In this example we’re serializing a data frame with 50 million elements using R’s native serialize
function:
df <- data.frame(runif(50e6,1,10))
ser <- serialize(df,NULL)
Each element is a double that takes 8 bytes. If we do the math the data frame should be 400MB (50M elements, 8byte each). The serialized version should be around 400MB too. However if we run that code and check the memory usage we see the following:
$ cat /proc/15155/status |grep Vm
...
VmHWM: 1207792 kB
VmRSS: 817272 kB
VmRSS
is the resident memory and in this case it’s around 800MB as we’d expect. However the peak memory usage (VmHWM
) is 1.2GB. Let’s fire up GDB
and see what’s going on. The relevant R code is:
InitMemOutPStream(&out, &mbs, type, version, hook, fun);
R_Serialize(object, &out);
val = CloseMemOutPStream(&out);
...
return val;
If we set a breakpoint right after R_serialize
we see that the memory usage is around 800MB, as we’d expect:
VmRSS: 816664 kB
However is we step into CloseMemOutPStream
we see this:
PROTECT(val = allocVector(RAWSXP, mb->count));
memcpy(RAW(val), mb->buf, mb->count);
free_mem_buffer(mb);
The code is allocating a whole new buffer and copying the serialized object there.
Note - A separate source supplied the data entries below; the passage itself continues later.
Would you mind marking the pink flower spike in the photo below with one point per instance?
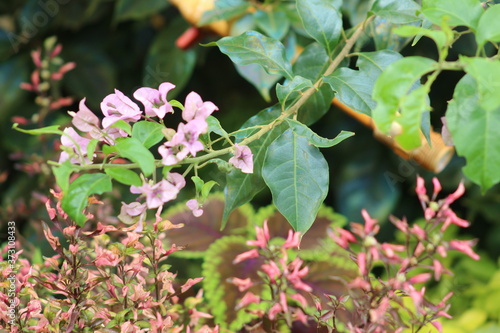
(455, 195)
(248, 298)
(195, 108)
(293, 240)
(246, 255)
(437, 186)
(371, 226)
(464, 247)
(242, 159)
(116, 107)
(195, 207)
(155, 100)
(420, 278)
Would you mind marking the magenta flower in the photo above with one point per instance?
(161, 192)
(195, 108)
(155, 100)
(242, 159)
(116, 107)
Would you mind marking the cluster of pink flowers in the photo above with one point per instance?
(406, 265)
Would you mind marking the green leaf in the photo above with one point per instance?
(137, 9)
(298, 176)
(134, 150)
(124, 176)
(259, 78)
(62, 174)
(396, 11)
(315, 139)
(254, 48)
(394, 96)
(224, 10)
(463, 12)
(54, 129)
(289, 93)
(322, 21)
(166, 62)
(489, 26)
(473, 119)
(76, 198)
(273, 23)
(148, 133)
(355, 88)
(242, 187)
(311, 64)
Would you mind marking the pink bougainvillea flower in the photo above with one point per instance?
(79, 144)
(155, 100)
(242, 159)
(161, 192)
(195, 108)
(116, 107)
(195, 207)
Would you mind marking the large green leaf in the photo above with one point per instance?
(166, 62)
(322, 21)
(242, 187)
(76, 198)
(135, 151)
(297, 174)
(315, 139)
(473, 119)
(489, 26)
(355, 88)
(137, 9)
(273, 23)
(254, 48)
(396, 11)
(463, 12)
(399, 106)
(148, 133)
(224, 10)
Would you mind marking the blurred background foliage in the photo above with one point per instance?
(126, 44)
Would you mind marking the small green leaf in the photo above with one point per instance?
(134, 150)
(76, 198)
(123, 125)
(322, 21)
(254, 48)
(62, 174)
(396, 11)
(224, 10)
(124, 176)
(489, 26)
(394, 96)
(315, 139)
(463, 12)
(148, 133)
(273, 23)
(298, 176)
(137, 9)
(289, 93)
(242, 187)
(54, 129)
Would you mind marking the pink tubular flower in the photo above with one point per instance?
(161, 192)
(195, 108)
(116, 107)
(464, 247)
(155, 100)
(79, 145)
(242, 159)
(194, 205)
(246, 255)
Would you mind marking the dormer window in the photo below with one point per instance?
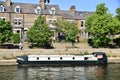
(52, 10)
(17, 9)
(38, 10)
(1, 8)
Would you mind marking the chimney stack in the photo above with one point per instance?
(73, 9)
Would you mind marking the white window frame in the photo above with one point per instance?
(3, 18)
(38, 10)
(2, 9)
(18, 22)
(19, 9)
(52, 11)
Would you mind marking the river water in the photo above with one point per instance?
(109, 72)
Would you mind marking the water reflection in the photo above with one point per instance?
(109, 72)
(60, 73)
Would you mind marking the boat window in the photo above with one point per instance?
(37, 58)
(73, 58)
(60, 58)
(48, 58)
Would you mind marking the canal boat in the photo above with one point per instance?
(95, 58)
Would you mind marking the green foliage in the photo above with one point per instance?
(117, 41)
(5, 31)
(39, 33)
(101, 24)
(69, 29)
(15, 38)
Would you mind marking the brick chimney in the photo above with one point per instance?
(73, 9)
(8, 2)
(42, 4)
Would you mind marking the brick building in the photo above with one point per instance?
(23, 15)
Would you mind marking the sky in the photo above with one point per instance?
(81, 5)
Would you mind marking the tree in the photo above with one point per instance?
(5, 31)
(101, 24)
(15, 38)
(69, 29)
(40, 34)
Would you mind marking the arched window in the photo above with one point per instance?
(38, 10)
(52, 11)
(17, 9)
(1, 8)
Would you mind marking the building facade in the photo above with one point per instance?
(23, 15)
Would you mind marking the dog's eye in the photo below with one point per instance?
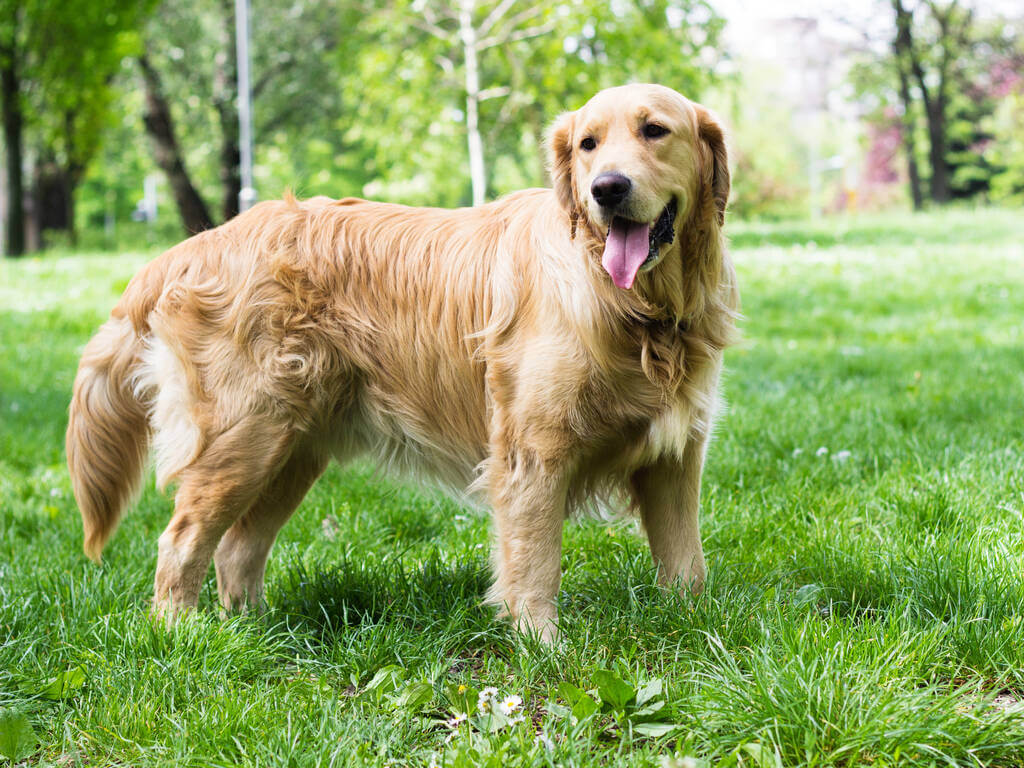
(653, 130)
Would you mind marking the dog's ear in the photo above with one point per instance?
(560, 161)
(717, 174)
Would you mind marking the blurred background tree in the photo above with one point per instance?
(446, 101)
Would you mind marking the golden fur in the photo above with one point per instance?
(483, 347)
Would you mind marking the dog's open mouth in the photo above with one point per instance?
(633, 245)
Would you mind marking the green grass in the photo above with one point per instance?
(863, 518)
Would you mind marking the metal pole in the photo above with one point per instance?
(247, 196)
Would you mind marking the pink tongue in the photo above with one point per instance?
(625, 251)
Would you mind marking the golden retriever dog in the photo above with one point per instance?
(549, 351)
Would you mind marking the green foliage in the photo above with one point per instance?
(416, 141)
(17, 739)
(861, 516)
(1007, 152)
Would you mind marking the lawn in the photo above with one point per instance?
(863, 520)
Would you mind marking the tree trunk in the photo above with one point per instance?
(935, 102)
(160, 126)
(939, 186)
(10, 99)
(53, 199)
(901, 44)
(225, 100)
(477, 171)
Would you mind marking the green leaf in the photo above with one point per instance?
(17, 739)
(651, 689)
(556, 710)
(654, 729)
(613, 691)
(385, 681)
(581, 706)
(645, 713)
(465, 700)
(64, 685)
(569, 692)
(415, 696)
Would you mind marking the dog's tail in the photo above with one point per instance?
(108, 432)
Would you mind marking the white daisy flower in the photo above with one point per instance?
(509, 705)
(485, 698)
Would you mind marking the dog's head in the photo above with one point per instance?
(634, 164)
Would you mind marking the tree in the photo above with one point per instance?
(931, 68)
(56, 62)
(190, 79)
(531, 61)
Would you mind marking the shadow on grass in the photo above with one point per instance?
(426, 598)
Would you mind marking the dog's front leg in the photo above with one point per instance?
(668, 495)
(528, 500)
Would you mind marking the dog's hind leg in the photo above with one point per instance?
(215, 489)
(668, 495)
(241, 557)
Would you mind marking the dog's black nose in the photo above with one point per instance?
(610, 188)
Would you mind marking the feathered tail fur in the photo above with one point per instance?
(108, 432)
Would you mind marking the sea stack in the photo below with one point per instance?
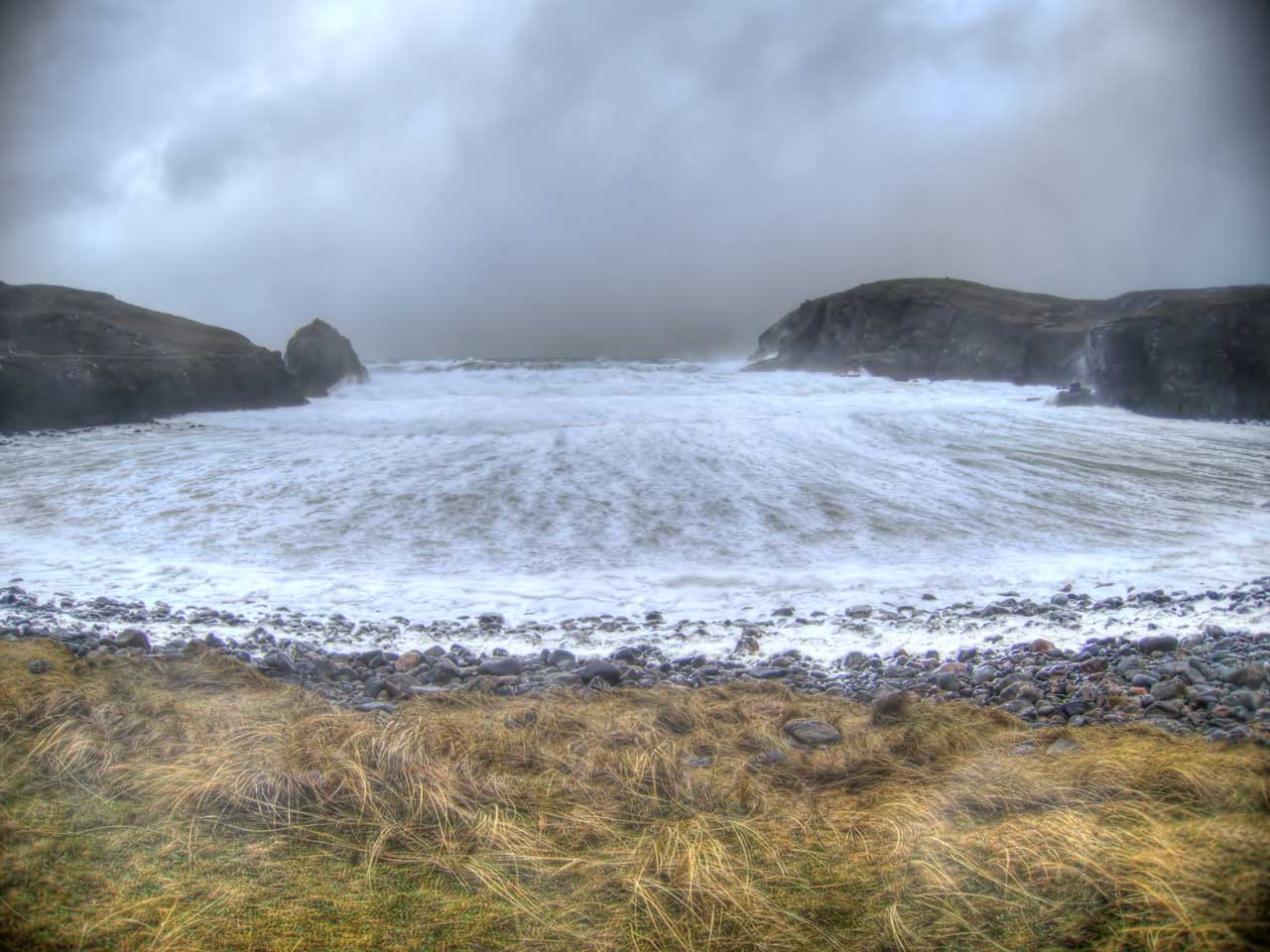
(318, 357)
(81, 358)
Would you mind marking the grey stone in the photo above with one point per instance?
(813, 733)
(499, 666)
(1167, 689)
(134, 638)
(604, 670)
(559, 657)
(1150, 644)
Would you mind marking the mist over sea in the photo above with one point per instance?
(562, 489)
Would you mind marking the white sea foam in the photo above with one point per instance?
(545, 490)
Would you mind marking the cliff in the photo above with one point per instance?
(77, 358)
(1173, 353)
(320, 357)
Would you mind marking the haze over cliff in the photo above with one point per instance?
(610, 178)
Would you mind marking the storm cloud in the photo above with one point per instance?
(653, 178)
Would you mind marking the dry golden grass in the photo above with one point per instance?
(194, 805)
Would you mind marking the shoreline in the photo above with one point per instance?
(1150, 656)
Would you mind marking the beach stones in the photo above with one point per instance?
(1151, 644)
(813, 733)
(134, 638)
(500, 666)
(604, 670)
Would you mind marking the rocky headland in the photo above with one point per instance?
(1187, 662)
(1198, 353)
(81, 358)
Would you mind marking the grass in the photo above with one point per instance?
(195, 805)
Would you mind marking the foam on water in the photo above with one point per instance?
(556, 489)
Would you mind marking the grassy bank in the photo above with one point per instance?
(194, 805)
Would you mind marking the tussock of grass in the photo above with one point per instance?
(194, 805)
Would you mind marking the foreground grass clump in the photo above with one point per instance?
(194, 805)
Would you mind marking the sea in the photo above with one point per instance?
(552, 490)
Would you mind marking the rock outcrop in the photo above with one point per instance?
(79, 358)
(1173, 353)
(320, 357)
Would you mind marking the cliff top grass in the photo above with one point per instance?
(194, 805)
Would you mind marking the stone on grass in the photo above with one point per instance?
(813, 733)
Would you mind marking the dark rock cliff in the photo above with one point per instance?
(320, 357)
(79, 358)
(1175, 353)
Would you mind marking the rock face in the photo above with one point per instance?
(320, 357)
(1187, 353)
(1173, 353)
(79, 358)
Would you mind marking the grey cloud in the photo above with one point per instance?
(656, 178)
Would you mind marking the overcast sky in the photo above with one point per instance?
(621, 177)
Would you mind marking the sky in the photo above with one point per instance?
(621, 178)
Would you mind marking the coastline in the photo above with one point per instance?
(1150, 656)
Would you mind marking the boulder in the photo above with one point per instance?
(81, 358)
(813, 733)
(320, 357)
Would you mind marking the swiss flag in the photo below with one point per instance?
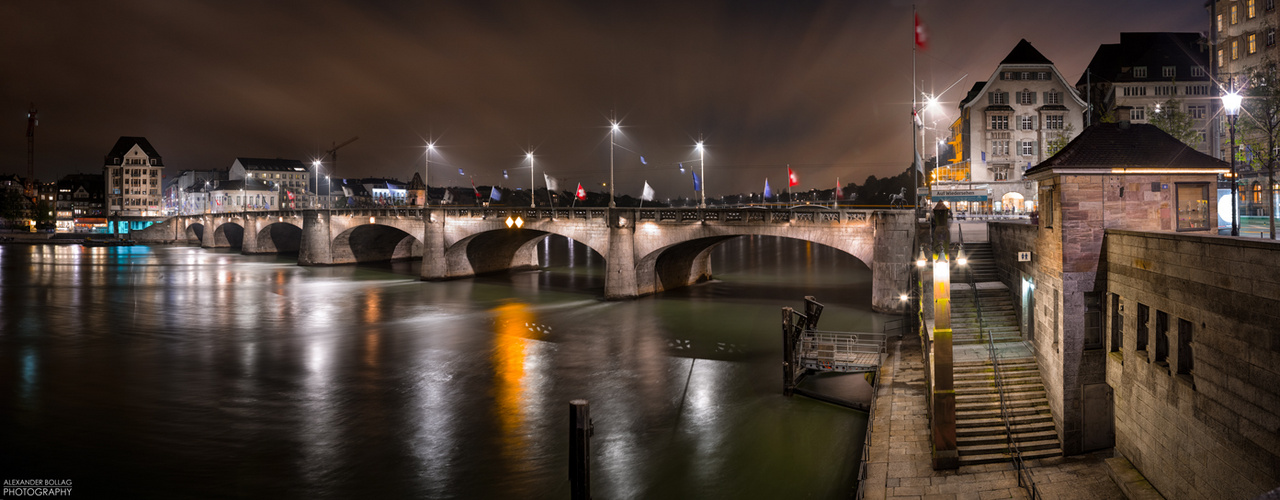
(922, 37)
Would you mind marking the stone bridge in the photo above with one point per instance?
(645, 250)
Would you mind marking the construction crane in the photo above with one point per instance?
(333, 165)
(30, 188)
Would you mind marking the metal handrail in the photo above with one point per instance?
(1019, 464)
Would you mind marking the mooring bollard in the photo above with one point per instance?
(580, 449)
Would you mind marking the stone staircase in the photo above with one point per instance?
(981, 435)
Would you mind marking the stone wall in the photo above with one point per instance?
(1210, 430)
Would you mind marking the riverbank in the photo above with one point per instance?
(899, 464)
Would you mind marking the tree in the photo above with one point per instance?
(1258, 128)
(1169, 117)
(1060, 140)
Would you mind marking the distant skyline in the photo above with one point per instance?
(821, 86)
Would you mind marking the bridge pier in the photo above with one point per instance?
(620, 280)
(435, 266)
(316, 247)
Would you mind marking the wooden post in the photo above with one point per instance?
(579, 449)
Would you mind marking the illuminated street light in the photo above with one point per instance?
(531, 197)
(1232, 105)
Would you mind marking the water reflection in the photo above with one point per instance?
(206, 372)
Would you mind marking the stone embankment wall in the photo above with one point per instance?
(1197, 408)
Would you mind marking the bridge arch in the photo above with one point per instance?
(375, 243)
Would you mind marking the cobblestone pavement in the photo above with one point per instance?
(900, 459)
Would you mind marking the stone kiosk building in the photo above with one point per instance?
(1153, 334)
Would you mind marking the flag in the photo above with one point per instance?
(922, 37)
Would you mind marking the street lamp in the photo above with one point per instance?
(1232, 105)
(426, 177)
(702, 165)
(613, 134)
(531, 197)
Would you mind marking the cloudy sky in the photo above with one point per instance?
(821, 86)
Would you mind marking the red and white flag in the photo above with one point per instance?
(922, 37)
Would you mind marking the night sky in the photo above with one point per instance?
(822, 86)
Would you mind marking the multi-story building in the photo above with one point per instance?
(1008, 123)
(1147, 72)
(80, 203)
(132, 171)
(289, 178)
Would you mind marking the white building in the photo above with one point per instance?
(132, 171)
(1006, 124)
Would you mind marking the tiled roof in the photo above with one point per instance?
(1115, 145)
(1025, 54)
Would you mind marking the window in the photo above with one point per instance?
(1161, 336)
(1143, 324)
(1192, 200)
(1134, 91)
(1116, 324)
(1092, 320)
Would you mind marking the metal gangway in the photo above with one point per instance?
(805, 349)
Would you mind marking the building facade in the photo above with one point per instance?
(1150, 72)
(1008, 123)
(133, 171)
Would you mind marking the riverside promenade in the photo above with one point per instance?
(900, 460)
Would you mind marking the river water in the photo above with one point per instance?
(187, 372)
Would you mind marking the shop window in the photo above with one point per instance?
(1192, 206)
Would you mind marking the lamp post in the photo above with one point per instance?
(426, 175)
(702, 165)
(613, 134)
(531, 197)
(1232, 105)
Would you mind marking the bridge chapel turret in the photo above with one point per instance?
(132, 171)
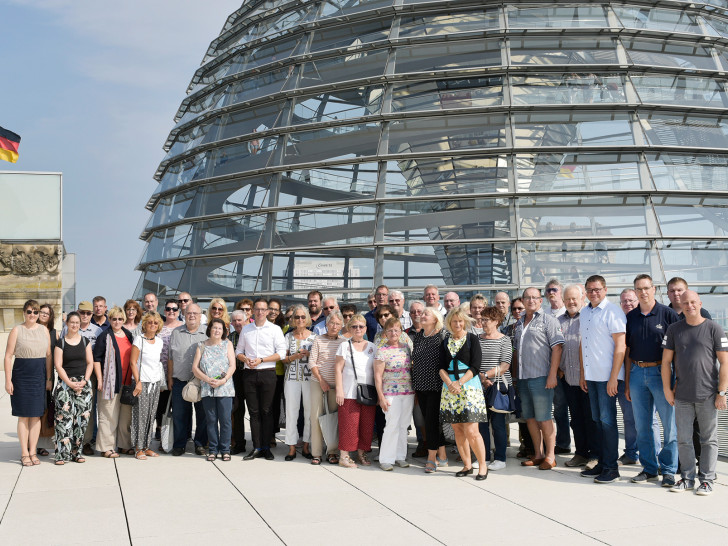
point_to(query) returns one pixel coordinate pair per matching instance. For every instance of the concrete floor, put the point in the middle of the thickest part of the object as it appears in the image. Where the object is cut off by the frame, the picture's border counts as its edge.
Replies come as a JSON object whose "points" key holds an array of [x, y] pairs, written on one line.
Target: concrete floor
{"points": [[186, 500]]}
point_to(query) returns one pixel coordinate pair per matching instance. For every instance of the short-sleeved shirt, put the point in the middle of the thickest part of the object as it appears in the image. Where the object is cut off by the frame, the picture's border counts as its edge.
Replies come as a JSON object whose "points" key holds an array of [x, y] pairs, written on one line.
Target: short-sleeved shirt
{"points": [[597, 325], [696, 367], [570, 364], [182, 347], [397, 378], [645, 332], [534, 343]]}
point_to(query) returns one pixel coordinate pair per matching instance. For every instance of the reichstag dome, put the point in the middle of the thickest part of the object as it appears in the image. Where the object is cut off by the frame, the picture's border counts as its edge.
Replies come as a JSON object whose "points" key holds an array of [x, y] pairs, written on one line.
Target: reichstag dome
{"points": [[340, 144]]}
If we set a breakpoint just before free
, the memory usage at that point is 1.2GB.
VmRSS: 1207384 kB
Optimizing the code
Using R’s serialize
we need 3x the amount of original memory (1.2GB for a 400MB) data frame, which is not acceptable.
Ideally we’d like to avoid the last copy and just serialize the object in a final buffer.
The other improvement would be to serialize the object in chunks. E.g. we could have a 10MB buffer and stream parts of the serialized object from that buffer. In this case the peak memory usage would be 410MB instead of 1.2GB!